Warning on climate change 'catastrophe'
It may be too late to avert a catastrophic collapse of human civilisation by 2100 due to the impacts of climate change, a leading British scientist, James Lovelock, warned last week. His new book, The Revenge of Gaia, published in the UK last Thursday,...
It may be too late to avert a catastrophic collapse of human civilisation by 2100 due to the impacts of climate change, a leading British scientist, James Lovelock, warned last week.
His new book, The Revenge of Gaia, published in the UK last Thursday, will be on sale here this week. Gaia is the name he gave in 1979 to what he believed to be the single living self-regulating system of the planet which maintains it in a state favourable for life.
Presenting his book's key conclusions in an article in The Independent, Professor Lovelock warned that "as the century progresses, the temperature will rise 8°C in temperate regions and 5°C in the tropics. Much of the tropical land mass will become scrub and desert, and will no longer serve for regulation; this adds to the 40 per cent of the Earth's surface we have depleted to feed ourselves."
"Curiously, aerosol pollution of the northern hemisphere reduces global warming by reflecting sunlight back to space. This 'global dimming' is transient and could disappear in a few days like the smoke that it is leaving us fully exposed to the heat of the global greenhouse. Before this century is over billions of us will die and the few breeding pairs of people that survive will be in the Arctic where the climate remains tolerable." One hundred thousand years might pass before all the world's ecosystems were fully restored, he emphasised.
Reacting to his predictions, other scientists and environmentalists have been less pessimistic, but all warn that little time remains for nations to take radical measures to slow the current pace of climate change due to human-induced greenhouse gas emissions so as to avoid major dislocations in natural systems and the world economy.

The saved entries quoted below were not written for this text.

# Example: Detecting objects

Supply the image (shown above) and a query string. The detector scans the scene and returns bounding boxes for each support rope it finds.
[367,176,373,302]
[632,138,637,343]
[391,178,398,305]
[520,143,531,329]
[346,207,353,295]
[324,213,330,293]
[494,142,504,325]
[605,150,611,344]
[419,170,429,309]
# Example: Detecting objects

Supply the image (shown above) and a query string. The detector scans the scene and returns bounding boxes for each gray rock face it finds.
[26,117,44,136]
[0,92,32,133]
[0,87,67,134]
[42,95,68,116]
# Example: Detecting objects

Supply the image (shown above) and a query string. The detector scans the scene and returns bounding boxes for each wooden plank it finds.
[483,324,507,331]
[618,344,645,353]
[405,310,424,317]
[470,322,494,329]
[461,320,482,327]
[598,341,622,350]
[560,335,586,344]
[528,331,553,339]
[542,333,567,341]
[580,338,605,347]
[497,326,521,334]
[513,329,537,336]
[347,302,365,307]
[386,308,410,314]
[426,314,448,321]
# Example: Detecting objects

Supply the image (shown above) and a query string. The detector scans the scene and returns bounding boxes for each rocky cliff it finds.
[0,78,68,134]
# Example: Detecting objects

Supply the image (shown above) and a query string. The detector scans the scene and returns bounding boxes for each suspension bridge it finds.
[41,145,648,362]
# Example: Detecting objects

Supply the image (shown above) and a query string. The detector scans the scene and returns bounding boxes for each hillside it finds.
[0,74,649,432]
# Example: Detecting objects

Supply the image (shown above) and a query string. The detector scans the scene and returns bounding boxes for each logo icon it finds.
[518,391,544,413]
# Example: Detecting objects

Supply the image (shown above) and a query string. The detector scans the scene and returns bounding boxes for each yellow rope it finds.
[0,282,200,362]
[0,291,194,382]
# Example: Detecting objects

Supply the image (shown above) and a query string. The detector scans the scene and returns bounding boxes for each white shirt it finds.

A report entitled "Avoiding Dangerous Climate Change" issued last week by the UK Department of Environment, Food and Rural Affairs comprising presentations made at a UK government-hosted high-level scientific conference a year ago, stated that global greenhouse gas emissions had to peak by 2025 and rapidly decline thereafter. Several presentations identified 'tipping points' after which runaway climate change would become unstoppable.
Announcing a new programme to cut US dependence on Middle East oil by 75 per cent by 2025, President George Bush did not mention climate change. In 2001 he withdrew the US from the Kyoto Protocol to the UN Convention on Climate Change which mandates a small cut in global greenhouse gas emissions during the period 2008 to 2012, as well as negotiations for further cuts thereafter to be completed by 2008. These negotiations were launched at the UNFCCC's Contracting Parties' 11th conference in Montreal in December.